| 
		 
		Monsanto, U.S. farm groups sue California 
		over glyphosate warnings 
		
		 
		Send a link to a friend  
 
		
		
		 [November 15, 2017] 
		By Tom Polansek 
		 
		CHICAGO (Reuters) - Monsanto Co and U.S. 
		farm groups sued California on Wednesday to stop the state from 
		requiring cancer warnings on products containing the widely used weed 
		killer glyphosate, which the company sells to farmers to apply to its 
		genetically engineered crops. 
		 
		The government of the most populous U.S. state added glyphosate, the 
		main ingredient in Monsanto's herbicide Roundup, to its list of 
		cancer-causing chemicals in July and will require that products 
		containing glyphosate carry warnings by July 2018. 
		 
		California acted after the World Health Organization’s International 
		Agency for Research on Cancer (IARC) concluded in 2015 that glyphosate 
		was "probably carcinogenic". 
		 
		For more than 40 years, farmers have applied glyphosate to crops, most 
		recently as they have cultivated genetically modified corn and soybeans. 
		Roundup and Monsanto's glyphosate-resistant seeds would be less 
		attractive to customers if California requires warnings on products 
		containing the chemical. 
		
		
		  
		
		In the lawsuit, filed in federal court in California, Monsanto and 
		groups representing corn, soy and wheat farmers reject that glyphosate 
		causes cancer. They say the state's requirement for warnings would force 
		sellers of products containing the chemical to spread false information. 
		 
		"Such warnings would equate to compelled false speech, directly violate 
		the First Amendment, and generate unwarranted public concern and 
		confusion," Scott Partridge, Monsanto's vice president of global 
		strategy, said in a statement. 
		 
		California's Office of Environmental Health Hazard Assessment (OEHHA), 
		which is named in the lawsuit, said it generally does not comment on 
		pending litigation. 
		 
		The controversy is an additional headache for Monsanto as it faces a 
		crisis around a new version of an herbicide based on another chemical 
		known as dicamba that was linked to widespread U.S. crop damage this 
		summer.
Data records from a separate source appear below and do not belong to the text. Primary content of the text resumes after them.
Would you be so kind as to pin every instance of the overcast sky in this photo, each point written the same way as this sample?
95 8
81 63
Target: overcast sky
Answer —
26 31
The company, which is being acquired by Bayer AG for $63.5 
		billion, developed the product as a replacement for glyphosate following 
		an increase of weeds resistant to the chemical. 
		 
		Monsanto has already suffered damage to its investment of hundreds of 
		millions of dollars in glyphosate products since California added the 
		chemical to its list of products known to cause cancer, according to the 
		lawsuit. 
		 
		U.S. farmers apply glyphosate to fields to kill weeds before planting 
		corn fed to livestock, spray it on genetically engineered soybeans while 
		they are growing and sometimes on wheat before it is harvested. The 
		crops are then shipped across the country in food products. 
		 
		
            [to top of second column]  | 
            
             
            
			  
            
			Monsanto Co's Roundup is shown for sale in Encinitas, California, 
			U.S., June 26, 2017. REUTERS/Mike Blake 
              
			"Everything that we grow is probably going to have to be labeled," 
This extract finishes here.